I love that when Mary hears the angel's message she says yes, categorically. Given what the angel was asking I could see how she might try to throw in a few qualifiers -- I'll have the baby, but Joseph still has to marry me and everyone has to believe my story. And oh yeah, I want an easy pregnancy, an uncomplicated delivery, and no problems nursing. And no stretch marks. And no colic. Then again, I'm coming at the story from the perspective of a third pregnancy; I know a bit more of what lies in store.
But Mary just said yes.
I can't imagine carrying the divine within my womb; I can barely believe the miracle that is pregnancy. Did Mary awaken in the middle of the night as she neared full term, gritting her teeth and saying "If you kick my ribs one more time . . . ?" And then what? "Oh, wait. You're God? Never mind, carry on"?
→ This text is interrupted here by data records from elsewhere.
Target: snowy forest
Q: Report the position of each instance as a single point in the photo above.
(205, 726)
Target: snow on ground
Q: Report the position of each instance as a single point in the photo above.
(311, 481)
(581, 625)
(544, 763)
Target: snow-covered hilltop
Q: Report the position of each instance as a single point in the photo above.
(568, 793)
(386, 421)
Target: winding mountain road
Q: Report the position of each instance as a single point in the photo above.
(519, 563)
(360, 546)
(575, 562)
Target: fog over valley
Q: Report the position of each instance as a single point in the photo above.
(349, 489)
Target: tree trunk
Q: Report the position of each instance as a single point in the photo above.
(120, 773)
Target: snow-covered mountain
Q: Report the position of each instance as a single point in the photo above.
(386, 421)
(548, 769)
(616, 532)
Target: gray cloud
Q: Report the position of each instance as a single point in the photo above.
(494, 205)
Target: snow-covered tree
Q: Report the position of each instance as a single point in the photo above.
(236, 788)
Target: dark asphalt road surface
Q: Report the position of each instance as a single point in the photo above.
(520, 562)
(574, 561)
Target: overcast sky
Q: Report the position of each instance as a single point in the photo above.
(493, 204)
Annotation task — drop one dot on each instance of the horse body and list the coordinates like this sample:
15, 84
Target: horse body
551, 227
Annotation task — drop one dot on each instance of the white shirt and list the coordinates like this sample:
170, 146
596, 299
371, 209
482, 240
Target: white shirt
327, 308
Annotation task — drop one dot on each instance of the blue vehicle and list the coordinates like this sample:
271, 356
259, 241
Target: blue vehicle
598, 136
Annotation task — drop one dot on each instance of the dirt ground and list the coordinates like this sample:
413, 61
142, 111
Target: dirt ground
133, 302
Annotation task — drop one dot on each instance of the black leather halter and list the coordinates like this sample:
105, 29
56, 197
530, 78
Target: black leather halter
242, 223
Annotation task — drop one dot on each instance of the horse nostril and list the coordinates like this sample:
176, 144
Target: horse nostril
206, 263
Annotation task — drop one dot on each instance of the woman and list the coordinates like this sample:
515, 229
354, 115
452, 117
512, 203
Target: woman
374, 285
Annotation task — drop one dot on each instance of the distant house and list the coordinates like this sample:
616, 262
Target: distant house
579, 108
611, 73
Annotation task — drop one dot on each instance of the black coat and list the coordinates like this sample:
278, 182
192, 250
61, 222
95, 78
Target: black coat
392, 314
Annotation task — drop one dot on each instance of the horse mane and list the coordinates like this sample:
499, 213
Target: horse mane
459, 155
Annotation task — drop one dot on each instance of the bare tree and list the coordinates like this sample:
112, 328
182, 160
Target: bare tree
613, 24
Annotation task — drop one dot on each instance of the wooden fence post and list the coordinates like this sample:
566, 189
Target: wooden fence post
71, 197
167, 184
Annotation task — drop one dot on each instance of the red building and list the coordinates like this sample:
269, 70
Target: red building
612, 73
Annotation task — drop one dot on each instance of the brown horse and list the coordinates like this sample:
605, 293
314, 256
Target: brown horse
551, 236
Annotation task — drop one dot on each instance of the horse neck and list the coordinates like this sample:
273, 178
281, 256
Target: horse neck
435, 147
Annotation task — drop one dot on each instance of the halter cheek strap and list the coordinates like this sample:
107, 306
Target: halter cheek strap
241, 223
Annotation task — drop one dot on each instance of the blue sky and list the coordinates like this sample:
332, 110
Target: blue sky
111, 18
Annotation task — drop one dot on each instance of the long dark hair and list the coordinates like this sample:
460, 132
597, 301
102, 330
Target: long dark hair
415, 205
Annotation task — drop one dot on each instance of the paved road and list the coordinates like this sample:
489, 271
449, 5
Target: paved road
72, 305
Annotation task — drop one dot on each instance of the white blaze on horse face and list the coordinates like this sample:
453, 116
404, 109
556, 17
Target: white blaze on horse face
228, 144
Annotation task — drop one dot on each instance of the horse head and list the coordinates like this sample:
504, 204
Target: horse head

Popular sentiment portrays Mary as meek and mild, but I've never been fully convinced. Luke tells us that on the night of Jesus' birth, as shepherds came to visit the new baby, "Mary treasured up all these things and pondered them in her heart." I can't help but wonder, in an account so sparse in detail, why Luke chose to include this observation -- maybe Mary wasn't so much mild as she was resilient, even stubborn; maybe Luke wanted us to know that Mary had encountered something so life-changing even she couldn't find words big enough to hold it.
As the date of the piece draws near I practice the dance in my living room while my children "help," my daughter's eyes flicking from the video of me dancing the piece five years ago to the real me dancing in the living room now. I stop when I realize she looks worried, ask her what's on her mind.
"Are you going to try on that dress to see if it fits?" she asks bluntly, her eyes taking in the real, pregnant me, and the videotaped, nonpregnant me. I laugh and hug her, assure her that I know I won't fit into the dress I'm wearing on the screen, I've made plans to wear something else. But her question resonates down to my slowly-chilling feet: I'm in my third trimester, I'm the size of a planet. I've danced all the way through pregnancy, but I've never performed this far along. At the moment, I'm not exactly light on my feet.
But I want to dance this piece, now. This is what happens when we bear children, and I close my eyes and picture Mary, swollen and sore, literally great with child. I want to imagine I'm walking in her footsteps, if only for a few moments. And maybe I will catch a flicker of understanding, a glimpse of what the miracle of Christmas really means.